According to NMP, there will be reasonable impact on the ecosystem when the phosphate marine is done in Namibia but it will not be excessive on the country’s environment. Research has actually shown that their practice is safe, it insists.
This argument is meant to clarify the growing misunderstanding on the operations of the mine and how its operations will impact the surrounding environment.
Following MFMR’s unspecified queries over the mine’s environmental assessment, NMP believes the proposed project along the Namibian coastline will see the light of day.
This comes after the project, which is expected to pour in N$3.1b in investment, has been facing stiff resistance from the residents and lobby groups of Swakopmund.
Chief executive officer of operations for the company, Barnabas Uugwanga argues that the project, if successful, would make Namibia the seventh largest phosphate producer in the world and would heavily cut down on the agricultural input cost in the country.
Other major phosphate producers include Morocco (which caters for about 45% of the world’s needs), South Africa, Saudi Arabia and China.

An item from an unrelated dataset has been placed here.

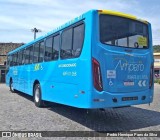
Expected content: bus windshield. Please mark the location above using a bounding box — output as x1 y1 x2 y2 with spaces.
99 14 148 49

Phosphate is a major component in the manufacturing of fertiliser worldwide. Namibia is said to be, in fact, sitting on the most lucrative and economically viable phosphate deposits as compared to other countries in the world.
According to Uugwanga, plans are afloat to prepare the phosphate locally.
“The project is expected to contribute about N$2.4b in revenue to the Namibian economy at its peak while it will also create between 400 and 500 jobs during the construction phase,” he said.
NMP also has a direct contribution of about N$1b to the State coffers through royalties and a rate of about N$50m per year.
NMP joint venture holds concessions (exploration prospecting licenses - EPLs) of about 2 233 km of ocean floor situated about 60km south-west of Walvis Bay.
According to the recent studies by the company, the phosphate deposits measure between 130m by 2 400m and have a 300-year lifespan.